While FAS plans a cutting-edge Northwest life sciences building for Cambridge, groundbreaking is still years away. An FAS official acknowledged that the construction of this crucial new facility has lagged behind.

“I wish that the planning for this lab, which is so important for FAS science faculty recruitment, had started a year or two earlier,” the official said.

Summers said he aims to more closely integrate FAS and medical school life science to improve Harvard’s competitiveness.
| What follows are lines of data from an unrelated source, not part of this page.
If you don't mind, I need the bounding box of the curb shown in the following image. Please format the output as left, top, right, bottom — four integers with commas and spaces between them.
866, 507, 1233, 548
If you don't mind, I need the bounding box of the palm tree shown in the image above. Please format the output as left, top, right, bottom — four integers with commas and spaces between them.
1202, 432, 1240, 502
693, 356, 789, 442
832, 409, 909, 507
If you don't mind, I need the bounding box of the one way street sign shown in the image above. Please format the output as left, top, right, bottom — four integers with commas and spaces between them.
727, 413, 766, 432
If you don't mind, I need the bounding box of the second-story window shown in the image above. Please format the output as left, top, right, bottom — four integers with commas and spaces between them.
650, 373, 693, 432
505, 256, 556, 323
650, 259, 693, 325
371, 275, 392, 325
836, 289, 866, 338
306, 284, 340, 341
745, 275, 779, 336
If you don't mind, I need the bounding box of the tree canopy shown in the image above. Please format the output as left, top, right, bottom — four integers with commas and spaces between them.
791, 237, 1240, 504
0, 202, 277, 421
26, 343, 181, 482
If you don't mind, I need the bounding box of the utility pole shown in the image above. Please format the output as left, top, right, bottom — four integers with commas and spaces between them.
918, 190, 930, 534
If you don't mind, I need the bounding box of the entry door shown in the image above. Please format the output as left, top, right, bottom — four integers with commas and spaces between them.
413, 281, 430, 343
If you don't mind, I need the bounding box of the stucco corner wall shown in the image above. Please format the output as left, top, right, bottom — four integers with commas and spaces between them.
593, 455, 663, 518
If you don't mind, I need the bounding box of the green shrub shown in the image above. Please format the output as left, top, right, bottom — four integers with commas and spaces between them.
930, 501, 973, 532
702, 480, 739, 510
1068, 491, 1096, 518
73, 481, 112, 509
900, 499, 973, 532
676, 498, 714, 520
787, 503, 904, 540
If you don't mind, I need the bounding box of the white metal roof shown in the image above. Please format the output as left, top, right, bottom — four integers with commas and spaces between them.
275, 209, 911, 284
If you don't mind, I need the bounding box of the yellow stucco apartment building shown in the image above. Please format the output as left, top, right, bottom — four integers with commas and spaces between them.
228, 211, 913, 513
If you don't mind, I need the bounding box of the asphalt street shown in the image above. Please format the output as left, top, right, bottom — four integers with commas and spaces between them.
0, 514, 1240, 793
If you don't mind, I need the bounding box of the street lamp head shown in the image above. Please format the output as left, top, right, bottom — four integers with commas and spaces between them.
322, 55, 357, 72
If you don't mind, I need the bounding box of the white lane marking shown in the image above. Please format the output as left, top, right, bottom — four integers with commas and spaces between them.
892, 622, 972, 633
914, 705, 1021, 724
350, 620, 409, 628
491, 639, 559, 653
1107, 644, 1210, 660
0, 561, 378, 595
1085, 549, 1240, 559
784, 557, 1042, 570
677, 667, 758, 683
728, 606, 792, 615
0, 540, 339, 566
“In biology, I think as FAS and the medical school work more closely together, I think our capacity to attract students will only increase,” he said.

THE ALLSTON REMEDY?

The tide in these sciences may be beginning to turn already, with a spate of initiatives underway. The expansion in DEAS has been accompanied by a significant commitment to life sciences projects like the Broad Institute—to which Harvard and MIT committed $100 million apiece for research on clinical uses of the human genome—and the new Harvard Stem Cell Institute.